Fue a partir de ese hielo quebrado x la espontaneidad
de su juventud que Lucia despertó la mirada del verdadero ser que se escondía detrás
de la inmaculada imagen con su delantal celeste, detrás de este renombrado y
maduro profesional que ya peinaba canas en sus sienes. Comenzó así, sin
quererlo ella, y tal vez, ninguno de los dos, una sucesión de juegos eróticos
aparentemente inocentes, sin que lo fueran para nada. El impecable dentista empezó
a despegar la ropa del escote de Lucia, para espiarle sus pechos. Incluso le rogó
con cara de carnero degollado que le mostrara un pezón. La buscaban la
provocaba, la confundía con sus ojos verdes y su mirada melancólica, como
triste; le decía que no quería nada con ella, que él era un hombre felizmente casado,
que solo quería verla, admirarle sus pechos jóvenes y generosos. La seducía
permanentemente, la acosaba, intentaba quebrar a esta rebelde adolescente,
lograr que cayera rendida en sus brazos.

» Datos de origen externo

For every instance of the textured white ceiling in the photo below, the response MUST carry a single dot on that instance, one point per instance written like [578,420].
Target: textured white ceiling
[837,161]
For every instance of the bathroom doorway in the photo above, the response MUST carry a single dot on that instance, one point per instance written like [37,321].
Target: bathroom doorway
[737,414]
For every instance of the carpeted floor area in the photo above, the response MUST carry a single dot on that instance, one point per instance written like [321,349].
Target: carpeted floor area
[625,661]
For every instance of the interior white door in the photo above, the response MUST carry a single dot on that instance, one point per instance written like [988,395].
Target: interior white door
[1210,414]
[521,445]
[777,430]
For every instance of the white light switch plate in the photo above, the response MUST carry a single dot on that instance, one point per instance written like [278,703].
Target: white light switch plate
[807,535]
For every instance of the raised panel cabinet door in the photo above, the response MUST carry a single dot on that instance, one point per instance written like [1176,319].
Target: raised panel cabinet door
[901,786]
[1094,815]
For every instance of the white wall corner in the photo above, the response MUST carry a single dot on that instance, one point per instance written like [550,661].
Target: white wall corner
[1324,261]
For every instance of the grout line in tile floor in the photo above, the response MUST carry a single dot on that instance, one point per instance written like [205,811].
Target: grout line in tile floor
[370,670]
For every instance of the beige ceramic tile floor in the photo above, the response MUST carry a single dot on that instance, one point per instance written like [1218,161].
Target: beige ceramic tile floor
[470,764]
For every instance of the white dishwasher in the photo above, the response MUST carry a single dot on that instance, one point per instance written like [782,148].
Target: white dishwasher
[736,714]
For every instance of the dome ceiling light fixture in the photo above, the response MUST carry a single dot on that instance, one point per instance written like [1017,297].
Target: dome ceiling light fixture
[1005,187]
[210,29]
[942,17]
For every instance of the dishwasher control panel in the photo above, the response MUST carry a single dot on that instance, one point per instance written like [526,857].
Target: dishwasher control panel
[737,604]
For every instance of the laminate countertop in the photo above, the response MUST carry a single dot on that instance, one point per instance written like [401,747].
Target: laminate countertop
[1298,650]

Los
veintidós años que él le llevaba le habían dado la ventaja de saber
perfectamente lo que causaba en esta joven inexperta y con sus hormonas
adolescentes a todo vapor.
Llegó
un día en el que la citó en su consultorio, como siempre, pero no era un día
como los demás. Le había dicho a Elda, su secretaria, que se tomara la tarde. Canceló el
resto de turnos dados a los otros pacientes de esa tarde, y la esperó solo, en
su consultorio. Sabía que esa
tarde sería suya. O al menos lo estaba pergeñando así. Tenía incluso un plan b
si ella se llegaba a resistir. Pero no pensó jamás que, finalmente, el odio que
sentiría por su rechazo sería tal que sí, que lo tendría que utilizar. La inocente
llegó al tan familiarmente visitado consultorio en la calle Potosí. Con
sorpresa notó que ella era la única paciente en la sala de espera, y esto no le
gustó para nada. Sintió que algo no estaba bien, pero desestimó su buena
percepción. ¿Cómo iba a desconfiar del odontólogo de toda su vida? Incluso había
sido el dentista de cabecera de sus padres en su juventud. No. No podía
desconfiar de ese hombre. “¿Y Elda?” preguntó la
ingenua. "Se tomó la tarde porque tenía trámites que hacer." le
contestó el crápula mintiendo descaradamente, al tiempo que empezó a acercarse a
la ya un poco tensa adolescente e intentó abrazarla. Ella dio un paso atrás. Él
insistió pero esta vez, decidido, se abalanzó sobre ella para besarla en la
boca con prepotencia. Ella se resistió y luchó. Quiso zafar de sus brazos y
correr, pero ya no lo logró. La adolescente lo pateaba y pegaba y había
empezado a gritar. ¡Eso no lo podía permitir! Le clavó una aguja en el cuello
con un anestésico y la dejó paralizada al instante. Ella no pudo moverse más,
pero seguía con estupor cada movimiento de su ahora desconocido odontólogo. De
pronto sin poder hacer nada, vio como él acercaba una máscara que salía de un
tubo como los de oxigeno, y se la puso sobre la boca y la nariz. Desesperada
por respirar ella inhaló, obligada, alguna clase de gas, que la puso como
borracha, porque a ella le empezó a dar mucha risa, y eso que lo que él estaba
haciendo no era gracioso para nada. "¿Te
resistís putita?" le repetía, "Te dije que algún día te haría la
completa, y no me refería a la dentadura precisamente" le vociferó a las
carcajadas, divertidísimo con la joven. "¡Mirá cómo te hago mía, quieras o
no!" le espetó, la violó y le sacó uno a uno todos los dientes. Cuando terminó, ya había llegado la noche, la sacó del consultorio y la llevó a una plaza de otro barrio. La sentó en un banco y allí la dejó, mareada, confundida, con el cuerpo magullado y con su boca vacía.